Einsum for Tensor Manipulation

swe-to-mle.pages.dev

80 points by peluche_ a year ago

While I applaud the OP's exposition, imagine that instead of having axis names live as single-letter variables within einsum, our arrays themselves had these names attached to their axes?

It's almost like when we moved from writing machine code to structured programming: instead of being content to document that certain registers corresponding to certain semantically meaningful quantities at particular times during program execution, we manipulated only named variables and left compilers to figure out how to allocate these to registers? We're at that point now with array programming.

https://nlp.seas.harvard.edu/NamedTensor

https://math.tali.link/rainbow-array-algebra/

https://arxiv.org/abs/2102.13196

WCSTombs - a year ago

> imagine that instead of having axis names live as single-letter variables within einsum, our arrays themselves had these names attached to their axes?
I already replied to a couple of other comments with this, but you're exactly describing the Python library Xarray: https://docs.xarray.dev/en/stable/ I've found it to work quite well in practice, and I've gotten a lot of mileage out of it in my work.
- taliesinb - a year ago
  
  Thanks for highlighting XArray in your other comments. Yup, XArray is great. As are Dex and the various libraries for named axis DL programming within PyTorch and Jax. I never said these things don't exist -- I even mention them in the linked blog series!
  But I do think it's fair to say they are in their infancy, and there is a missing theoretical framework to explain what is going on.
  I anticipate name-free array programming will eventually be considered a historical curiosity for most purposes, and everyone will wonder how we put up without it for so long.
  - WCSTombs - a year ago
    
    Thanks for pointing that out, and sorry for being redundant. I skimmed the blog but missed that.
    Overall, I agree with your larger point. I think this it's a natural progression and pretty analogous to assembly language leading to higher-level languages with a much better developer experience. In that case we went from fixed registers to developer-named variables, and now we can go from fixed numerically-indexed array axes to ones indexed by developer-chosen names.
    
    taliesinb - a year ago
    
    No worries! Yes, exactly. It's also similar to doing arithmetic with and without units. Sure, you can do arithmetic without units, but when you are actually working with real-world quantities, but you easily get yourself into a muddle. Unit-carrying quantities and algebraic systems built on them prevent you from doing silly things, and in fact guide you to getting what you want.
    
    WCSTombs - a year ago
    
    Yeah, I'm totally with you on the units, too. For me it's even more frustrating, because it's such an obvious and ubiquitous problem, and still relatively unacknowledged. There are third-party solutions (like Pint in Python), but in my experience by default scientific software projects tend to begin with just NumPy basically, and introducing more advanced (IMO) tools like Xarray and Pint is an uphill battle against ingrained habits.
  - - a year ago
    
    [deleted]
albertzeyer - a year ago

PyTorch also has some support for them, but it's quite incomplete and has many issues so that it is basically unusable. And its future development is also unclear. https://github.com/pytorch/pytorch/issues/60832

ctrw - a year ago

You mean like

    res2 = dumbsum(query, key, 'batch seq_q d_model, batch seq_k d_model -> batch seq_q seq_k')

evnc - a year ago

When I see an embedded DSL passed around as strings like this I can't help but think "this could be its own programming language"

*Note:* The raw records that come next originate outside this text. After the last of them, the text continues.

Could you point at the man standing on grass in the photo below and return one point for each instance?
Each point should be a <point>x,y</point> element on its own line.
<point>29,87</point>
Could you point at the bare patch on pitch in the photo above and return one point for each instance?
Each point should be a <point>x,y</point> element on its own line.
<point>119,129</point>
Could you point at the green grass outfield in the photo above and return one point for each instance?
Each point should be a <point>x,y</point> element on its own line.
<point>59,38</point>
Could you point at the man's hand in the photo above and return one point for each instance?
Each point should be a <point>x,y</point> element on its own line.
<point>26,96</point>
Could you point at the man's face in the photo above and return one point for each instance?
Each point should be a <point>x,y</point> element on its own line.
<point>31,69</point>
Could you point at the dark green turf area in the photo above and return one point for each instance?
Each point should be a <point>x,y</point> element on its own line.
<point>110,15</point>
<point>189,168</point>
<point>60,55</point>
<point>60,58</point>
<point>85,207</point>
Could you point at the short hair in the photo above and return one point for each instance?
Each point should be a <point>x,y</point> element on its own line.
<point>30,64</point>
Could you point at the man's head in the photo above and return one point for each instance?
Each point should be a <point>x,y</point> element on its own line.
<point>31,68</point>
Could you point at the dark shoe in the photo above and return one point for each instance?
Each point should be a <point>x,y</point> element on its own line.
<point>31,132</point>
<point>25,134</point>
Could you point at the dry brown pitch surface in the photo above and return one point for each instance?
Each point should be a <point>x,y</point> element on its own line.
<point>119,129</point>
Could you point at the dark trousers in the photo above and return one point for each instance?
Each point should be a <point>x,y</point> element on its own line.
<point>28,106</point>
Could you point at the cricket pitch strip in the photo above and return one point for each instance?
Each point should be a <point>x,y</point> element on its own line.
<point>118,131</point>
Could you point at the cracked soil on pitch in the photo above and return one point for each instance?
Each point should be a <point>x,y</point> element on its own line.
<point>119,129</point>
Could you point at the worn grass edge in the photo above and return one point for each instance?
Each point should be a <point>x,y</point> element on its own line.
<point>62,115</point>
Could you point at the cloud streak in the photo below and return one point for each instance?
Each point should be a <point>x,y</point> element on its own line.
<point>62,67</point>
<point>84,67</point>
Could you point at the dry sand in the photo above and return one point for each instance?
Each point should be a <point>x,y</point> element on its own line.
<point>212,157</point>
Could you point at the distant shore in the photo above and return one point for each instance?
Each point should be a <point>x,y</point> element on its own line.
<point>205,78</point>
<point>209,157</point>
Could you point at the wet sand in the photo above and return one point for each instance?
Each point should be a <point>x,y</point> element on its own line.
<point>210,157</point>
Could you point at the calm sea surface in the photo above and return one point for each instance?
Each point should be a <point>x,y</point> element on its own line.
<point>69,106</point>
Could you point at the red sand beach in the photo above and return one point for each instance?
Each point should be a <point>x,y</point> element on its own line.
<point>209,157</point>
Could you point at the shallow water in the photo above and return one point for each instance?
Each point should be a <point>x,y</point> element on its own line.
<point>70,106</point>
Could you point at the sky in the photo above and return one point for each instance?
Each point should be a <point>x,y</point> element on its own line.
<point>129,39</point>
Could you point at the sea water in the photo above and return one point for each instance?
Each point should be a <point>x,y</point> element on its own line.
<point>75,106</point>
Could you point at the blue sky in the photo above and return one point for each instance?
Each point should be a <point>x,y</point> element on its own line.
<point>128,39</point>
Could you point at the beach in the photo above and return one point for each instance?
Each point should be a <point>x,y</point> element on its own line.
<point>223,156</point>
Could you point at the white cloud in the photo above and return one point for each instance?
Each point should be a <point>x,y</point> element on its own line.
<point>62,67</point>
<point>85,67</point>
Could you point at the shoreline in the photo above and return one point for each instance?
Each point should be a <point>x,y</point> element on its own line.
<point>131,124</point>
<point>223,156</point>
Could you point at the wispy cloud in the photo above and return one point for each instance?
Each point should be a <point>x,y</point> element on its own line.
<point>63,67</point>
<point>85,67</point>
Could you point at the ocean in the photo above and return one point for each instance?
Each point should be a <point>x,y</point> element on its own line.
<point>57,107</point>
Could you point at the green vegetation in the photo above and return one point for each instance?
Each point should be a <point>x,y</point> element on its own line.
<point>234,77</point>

Then it could have syntax highlighting, auto complete, and so on. The type system for such a language could possibly include verifying shapes at compile time.

What would a language comprised of .ein source files for manipulating tensors, which compiles down to the same low level ops, look like?

reikonomusha - a year ago

No need for .ein source files. We just need a programming language that allows the definition of embedded DSLs without shoving them into one-line strings. A language like Common Lisp.
Here's einsum in 200 lines of Common Lisp. All einsum expressions are statically analyzed, checked for errors, and AOT compiled to machine code: https://github.com/quil-lang/magicl/blob/master/src/high-lev...
- mcabbott - a year ago
  This is also how it works in Julia, where macros digest notation for einsum-like operations before compile-time. In fact the linked file's explanatory comment:
  (einsum (A i j) (B i k) (C k j)) results in the the updates A[i,j] = \\sum_k B[i,k]C[k,j], which is equivalent to matrix multiplication.
  very nearly contains the syntax used by all the Julia packages (where @ marks a macro), which is
  @tensor A[i,j] = B[i,k] * C[k,j]
  (using https://github.com/Jutho/TensorOperations.jl, but see also OMEinsum, Finch, and my Tullio, TensorCast.)
dsharlet - a year ago
I wrote a library in C++ (I know, probably a non-starter for most reading this) that I think does most of what you want, as well as some other requests in this thread (generalized to more than just multiply-add): https://github.com/dsharlet/array?tab=readme-ov-file#einstei....
A matrix multiply written with this looks like this:
```
    enum { i = 2, j = 0, k = 1 };
    auto C = make_ein_sum<float, i, j>(ein<i, k>(A) * ein<k, j>(B));
```
Where A and B are 2D arrays. This is strongly typed all the way through, so you get a lot of feedback at compile time, and C is 2D array object at compile time. It is possible to make C++ template errors reasonable with enable_if and the like, this works well-ish on clang, but not so well in GCC (YMMV).
This library is a lot less automated than most other einsum implementations. You have to explicitly control the loop ordering (in the example above, the `j` loop is innermost because it is loop 0). If you build a good loop order for your shapes, the compiler will probably autovectorize your inner loop, and you'll get pretty good performance. Control over the loop ordering is in general a useful tool, but it's probably a lot lower level than most users want.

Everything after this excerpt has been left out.